I don’t see anything fundamentally broken or worrisome about Brown-Forman’s business. Shifting consumer tastes are an ever-present risk, but there’s good brand value here in the Jack Daniels portfolio, as well as Herradura tequila, and I do think the start of Generation Z reaching legal drinking age can help underlying volume growth trends. International growth is harder to predict – China hasn’t really developed much of a taste for American whiskies, but with the country accounting for more than 20% of global spirits consumption volume, it’s nevertheless still an important potential market.
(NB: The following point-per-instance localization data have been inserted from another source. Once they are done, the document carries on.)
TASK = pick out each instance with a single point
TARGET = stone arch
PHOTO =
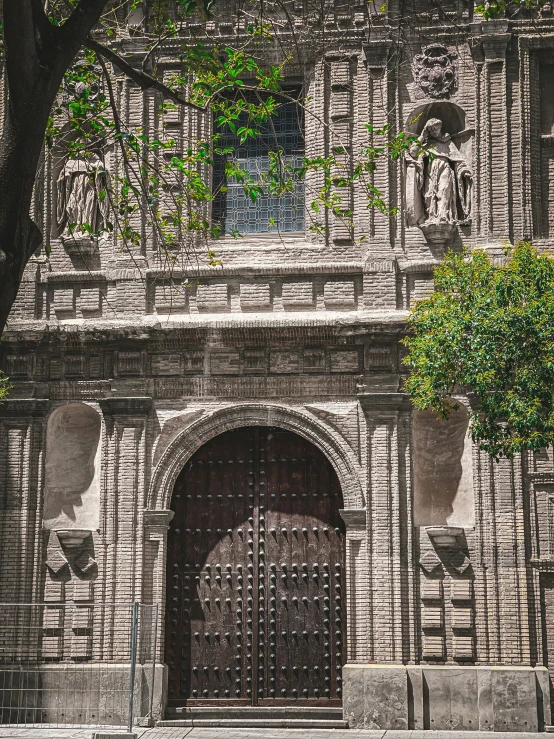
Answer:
(72, 468)
(187, 441)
I’m looking for long-term revenue growth of around 4% (against a long-term trailing average of around 4.5%). I do think Brown-Forman will have the option over time to make strategic acquisitions, but I’m not factoring that into my modeling assumptions. I do see margin leverage opportunities, particularly if the company can drive better volumes in its super-premium categories and scale up in areas like ready-to-drink, and I believe low-to-mid-20%’s FCF margins are achievable (against a long-term trailing average in the high teens). If this is achievable, 5% to 6% FCF growth is reasonable (against a trailing average closer to 7%).

Brown-Forman isn’t anything close to undervalued (let alone “cheap”) on a discounted cash flow approach; if my long-term cash flow growth assumptions are reasonably accurate, it would take a discount rate in the 4% to 5% range to get a fair value in the high-$70’s. Looking at EV/EBITDA, there’s a fairly good historical relationship in the spirits sector between ROIC and EBITDA multiples, and a low-20%’s ROIC supports a forward multiple of 27x (not far off the five-year average forward multiple of a little over 25x). At 27x my 12-month EBITDA estimate, fair value would be around $72.

The Bottom Line

As has usually been the case with Brown-Forman, my biggest issue with the stock is the valuation. I can appreciate some of the flight-to-safety arguments for a stock like this, but I believe the valuation more than reflects those positives. I do see opportunities for Brown-Forman to outperform expectations over the next few years (increased acceptance of premium/super-premium products, share gains, international growth, et al), but at this valuation I think that outperformance is more of a “must have” and I just don’t see a good argument for the shares at this price.